RickJay, much of what you just said could be said about any number of stories. For example, The Iliad is nothing but propaganda created by Romans disgusted by their own brutality in Troy and embarrassed that it took them so long to squash one little city. The Odyssey is simply pandering to the masses’ desire for gore and the nobles’ desire for praise from every corner. Obviously, this means Homer has nothing to say. Romeo and Juliet is full of mindless violence and gratuitous premarital lust, Hamlet is all about incest and killing (‘nobler in the mind’ my left asscheek), and A Midsummer Night’s Dream is banal, escapist pap chock full of sex and idiocy. Shakespeare is a complete loon.
Okay, settle down. I’m just being sarcastic. But reading such cynical nonsense tends to do that to me. If you were to turn that cynicism of yours to any other field, you would easily be able to conclude that everything is complete and utter bullshit and nothing is worthy of your precious time. You would also be missing the point entirely and making an unmitigated ass of yourself. To be that cynical is to demand more than life will ever give you. I sincerely hope you can find joy in some fields of life, because going to the grave a snarling cynic means going to the grave unhappy.
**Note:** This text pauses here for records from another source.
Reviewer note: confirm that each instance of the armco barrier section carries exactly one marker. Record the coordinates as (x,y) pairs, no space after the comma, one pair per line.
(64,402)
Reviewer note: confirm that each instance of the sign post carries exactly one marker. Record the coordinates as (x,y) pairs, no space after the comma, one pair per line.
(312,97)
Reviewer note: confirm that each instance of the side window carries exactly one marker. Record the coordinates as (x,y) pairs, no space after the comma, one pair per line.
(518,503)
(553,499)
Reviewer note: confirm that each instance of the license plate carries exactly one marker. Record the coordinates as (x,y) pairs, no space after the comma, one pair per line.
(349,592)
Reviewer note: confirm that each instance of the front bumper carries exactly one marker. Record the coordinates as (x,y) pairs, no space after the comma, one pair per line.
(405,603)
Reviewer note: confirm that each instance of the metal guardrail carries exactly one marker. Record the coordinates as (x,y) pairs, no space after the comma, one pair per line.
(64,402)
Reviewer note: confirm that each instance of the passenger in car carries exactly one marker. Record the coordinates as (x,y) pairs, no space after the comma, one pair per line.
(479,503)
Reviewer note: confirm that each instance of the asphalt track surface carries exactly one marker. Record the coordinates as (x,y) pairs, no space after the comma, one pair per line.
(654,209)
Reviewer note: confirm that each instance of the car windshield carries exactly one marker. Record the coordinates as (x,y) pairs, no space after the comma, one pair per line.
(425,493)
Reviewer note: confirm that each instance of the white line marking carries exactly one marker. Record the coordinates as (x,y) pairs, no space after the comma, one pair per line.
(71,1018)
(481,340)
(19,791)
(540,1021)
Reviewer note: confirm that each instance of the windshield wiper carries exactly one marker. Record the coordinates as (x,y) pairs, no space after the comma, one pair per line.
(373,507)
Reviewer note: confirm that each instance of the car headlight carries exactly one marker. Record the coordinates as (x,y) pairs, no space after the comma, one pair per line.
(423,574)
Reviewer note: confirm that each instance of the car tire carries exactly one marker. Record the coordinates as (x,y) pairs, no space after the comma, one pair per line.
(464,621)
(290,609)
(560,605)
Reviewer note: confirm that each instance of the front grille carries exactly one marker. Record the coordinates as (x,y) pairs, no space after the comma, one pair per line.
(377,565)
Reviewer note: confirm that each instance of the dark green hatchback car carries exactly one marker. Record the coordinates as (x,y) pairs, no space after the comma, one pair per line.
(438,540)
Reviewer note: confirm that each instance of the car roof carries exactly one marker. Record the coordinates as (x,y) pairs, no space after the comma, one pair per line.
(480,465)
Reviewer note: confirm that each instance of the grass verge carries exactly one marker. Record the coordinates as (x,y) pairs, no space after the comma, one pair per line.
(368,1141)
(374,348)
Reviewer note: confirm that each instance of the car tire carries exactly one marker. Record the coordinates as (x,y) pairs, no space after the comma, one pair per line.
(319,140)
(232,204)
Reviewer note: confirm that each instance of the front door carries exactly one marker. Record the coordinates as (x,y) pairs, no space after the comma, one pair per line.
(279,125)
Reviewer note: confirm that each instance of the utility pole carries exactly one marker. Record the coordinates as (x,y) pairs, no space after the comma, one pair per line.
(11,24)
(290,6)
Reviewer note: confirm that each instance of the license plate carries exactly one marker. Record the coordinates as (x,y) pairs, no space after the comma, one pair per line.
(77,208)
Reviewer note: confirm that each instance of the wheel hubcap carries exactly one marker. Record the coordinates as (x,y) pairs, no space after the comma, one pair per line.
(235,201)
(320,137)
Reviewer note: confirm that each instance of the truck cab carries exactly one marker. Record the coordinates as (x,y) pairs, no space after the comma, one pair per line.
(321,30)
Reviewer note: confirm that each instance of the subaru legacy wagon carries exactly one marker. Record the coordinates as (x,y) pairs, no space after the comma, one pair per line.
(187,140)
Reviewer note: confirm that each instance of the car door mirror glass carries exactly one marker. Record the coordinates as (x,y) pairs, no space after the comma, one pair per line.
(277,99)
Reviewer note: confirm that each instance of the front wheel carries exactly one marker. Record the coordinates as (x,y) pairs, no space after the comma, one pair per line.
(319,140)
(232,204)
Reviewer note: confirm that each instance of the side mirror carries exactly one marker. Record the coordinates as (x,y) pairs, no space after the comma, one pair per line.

It is quite interesting to read the responses both to the OP as well as my question regarding cows as bioelectric energy.
The Matrix is a work of fiction, but fiction can also be ART.
If an artist inspires people to think, dream, and make conjecture about their work: then the artist has accomplished his/her task.
One can look at Whistler’s Mother and see nothing but an old lady on a rocking chair, others can see there is a lot more to the story behind the picture than just that.
Someone can look at The Matrix as nothing more than a story; others can look into it and see a lot more.
OK, one more time. Of course you COULD use humans as a power source. But the trouble is that humans require power to run, they need food. So, in order to use humans as a power source, you’d have to provide them with food of some sort, even just the slurry they eat on the Nebucanezzer. And that food requires energy to produce. And the laws of thermodynamics show that you will always, always, always and without exception get less energy out than you put in.
If the machines need power, they could get much more just burning the food/slurry themselves. Or much much more by using the energy needed to produce the food/slurry to power themselves.
Sheesh. NOW do you understand why using humans as a power source doesn’t make sense? Or do we need another elementary physics lesson?
re: why the AIs didn’t use cows, nuke energy etc. instead of human batteries…
…because humans were their enemy (remember humans tried to kill off the AIs) and the AIs enjoyed the irony of keeping humans around as their slaves. Plus, we’d continue making TV programs in the Matrix for them to watch.